Avant-proposEpektasis : selon la logique même de son acception première, ce titre s'est ici chargé de bien des sens, au-delà de l'intention primitive qui avait présidé à son choix. Au cœur du vocabulaire spirituel de Grégoire de Nysse, ce mot résume la tension de l'âme hors d'elle-même à la rencontre de Dieu. Aussi semblait-il pouvoir évoquer de manière expressive les recherches sur la théologie mystique du Cappadocien par lesquelles Jean Daniélou avait ouvert avec éclat son œuvre scientifique. Mais, tel un oiseau échappe à qui croyait le tenir, cette épektasis s'est envolée vers des significations nouvelles à mesure que progressait la réalisation de ces Mélanges.
C'est qu'un tel mot, en deçà et au-delà de œuvre, n'est point sans affinités élues avec l'homme même. Car la rencontre de Jean Daniélou avec Grégoire de Nysse ne fut point seulement l'occasion éphémère d'un exercice intellectuel particulièrement réussi. Elle a noué autour de l'une des plus hautes spiritualités chrétiennes la diversité de ses vocations et de ses dons. Elle demeure un centre privilégié de ses recherches, et il s'y réfère encore volontiers comme à l'une des sources vives de sa pensée et de son action. Au reste, à s'en tenir aux harmoniques sensibles de cette image, quel mot aurait pu évoquer avec plus de justesse, et non sans une pointe d'humour sacré, le caractère et même la silhouette de celui à qui sont dédiés ces Mélanges? Prestesse et ardeur de la parole, fulgurante attention tour à tour accordée aux hommes et aux idées, impatience à conclure pour s'avancer toujours plus loin. « Oubliant le chemin parcouru, je vais droit en avant tendu de tout mon être, et je cours vers le but... » : est-il plus belle glose scripturaire d'une épektasis servie par une exceptionnelle rapidité d'intuition? Ces dons singuliers ont fructifié au service d'une vocation qui ne s'achève point, on le sait, dans l’œuvre du savant. Mais la profondeur et la richesse de recherches patristiques personnelles, que les plus lourds engagements n'ont point interrompues à ce jour, ont donné à l'accomplissement de cette vocation sa plénitude originale et ses forces intérieures de renouvellement.

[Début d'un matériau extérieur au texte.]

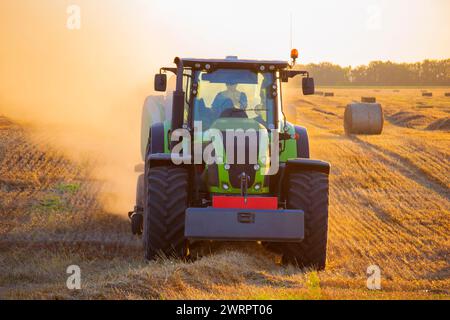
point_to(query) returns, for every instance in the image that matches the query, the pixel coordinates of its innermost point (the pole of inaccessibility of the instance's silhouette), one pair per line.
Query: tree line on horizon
(382, 73)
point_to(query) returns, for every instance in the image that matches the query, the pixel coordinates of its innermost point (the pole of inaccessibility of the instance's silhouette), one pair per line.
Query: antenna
(292, 32)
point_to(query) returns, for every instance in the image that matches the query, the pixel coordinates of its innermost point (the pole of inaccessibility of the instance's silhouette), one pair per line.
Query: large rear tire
(164, 212)
(308, 191)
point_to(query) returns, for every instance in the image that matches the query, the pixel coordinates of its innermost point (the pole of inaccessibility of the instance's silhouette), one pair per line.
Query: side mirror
(161, 82)
(308, 86)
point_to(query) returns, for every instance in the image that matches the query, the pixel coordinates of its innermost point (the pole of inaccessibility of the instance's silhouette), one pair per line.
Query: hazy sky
(348, 32)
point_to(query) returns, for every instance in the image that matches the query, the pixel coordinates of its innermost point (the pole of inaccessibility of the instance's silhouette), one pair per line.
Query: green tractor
(197, 185)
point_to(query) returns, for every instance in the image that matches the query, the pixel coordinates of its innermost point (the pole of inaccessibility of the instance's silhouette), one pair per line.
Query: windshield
(230, 93)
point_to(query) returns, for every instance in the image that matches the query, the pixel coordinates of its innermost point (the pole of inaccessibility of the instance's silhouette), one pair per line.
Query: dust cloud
(83, 89)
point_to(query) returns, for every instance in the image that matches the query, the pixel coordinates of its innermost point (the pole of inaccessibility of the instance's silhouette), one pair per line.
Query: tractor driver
(231, 98)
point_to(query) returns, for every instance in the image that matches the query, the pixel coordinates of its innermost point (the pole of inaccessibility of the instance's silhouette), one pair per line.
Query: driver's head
(231, 86)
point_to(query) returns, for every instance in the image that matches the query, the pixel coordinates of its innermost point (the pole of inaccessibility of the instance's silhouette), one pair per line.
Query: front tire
(164, 212)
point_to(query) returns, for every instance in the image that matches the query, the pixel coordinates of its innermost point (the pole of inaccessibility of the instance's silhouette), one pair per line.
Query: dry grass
(389, 206)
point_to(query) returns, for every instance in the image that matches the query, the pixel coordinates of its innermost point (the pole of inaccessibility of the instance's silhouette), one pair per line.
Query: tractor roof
(234, 62)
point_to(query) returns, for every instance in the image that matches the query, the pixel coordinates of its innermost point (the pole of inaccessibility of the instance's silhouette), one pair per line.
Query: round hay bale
(364, 118)
(368, 99)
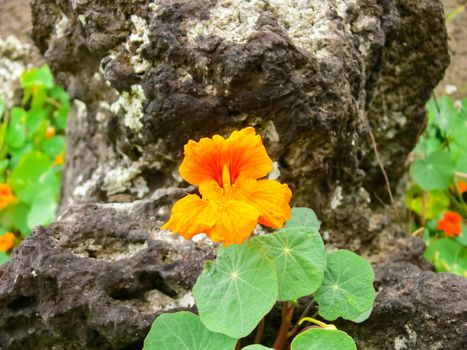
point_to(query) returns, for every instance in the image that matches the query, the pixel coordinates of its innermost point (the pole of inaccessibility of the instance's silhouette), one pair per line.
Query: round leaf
(323, 339)
(184, 331)
(303, 217)
(298, 253)
(435, 172)
(237, 290)
(347, 289)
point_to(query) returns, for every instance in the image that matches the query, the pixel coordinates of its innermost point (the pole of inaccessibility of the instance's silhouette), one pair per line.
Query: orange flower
(233, 200)
(59, 159)
(7, 241)
(6, 196)
(450, 224)
(50, 132)
(462, 186)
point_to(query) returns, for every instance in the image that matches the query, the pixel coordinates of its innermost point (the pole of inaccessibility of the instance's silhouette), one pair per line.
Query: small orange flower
(233, 200)
(462, 186)
(6, 196)
(450, 224)
(59, 159)
(7, 242)
(50, 132)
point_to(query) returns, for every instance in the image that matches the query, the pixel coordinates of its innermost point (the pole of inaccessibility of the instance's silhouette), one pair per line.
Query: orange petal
(246, 156)
(191, 215)
(270, 197)
(235, 221)
(204, 160)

De ces recherches, les quatre grands sujets autour desquels s'ordonnent les présents Mélanges suggèrent, tout à la fois, la remarquable diversité et la continuité des lignes de force principales.
L'empressement avec lequel les collègues et amis de jean Daniélou ont apporté en grand nombre leur collaboration à cette entreprise montre assez en quelle estime les patristiciens de tous les horizons tiennent son travail de chercheur. Ils entendent ainsi rendre hommage à l'auteur d'une œuvre qui a renouvelé, illustré, promu et servi de manière exceptionnelle les études patristiques en notre temps. Leur rassemblement en ce volume porte témoignage d'une commune épektasis vers la connaissance toujours plus profonde de l'Antiquité chrétienne, à laquelle ils ont par vocation consacré le meilleur d'eux-mêmes. En ce sens, un tel rassemblement pose, dans la pluralité et le respect mutuel, un geste d'unanimité qui est aussi, à sa modeste manière, un acte d'espérance face aux divisions de notre temps. Que tous ceux qui ont accepté d'accomplir ensemble un tel geste en soient ici remerciés.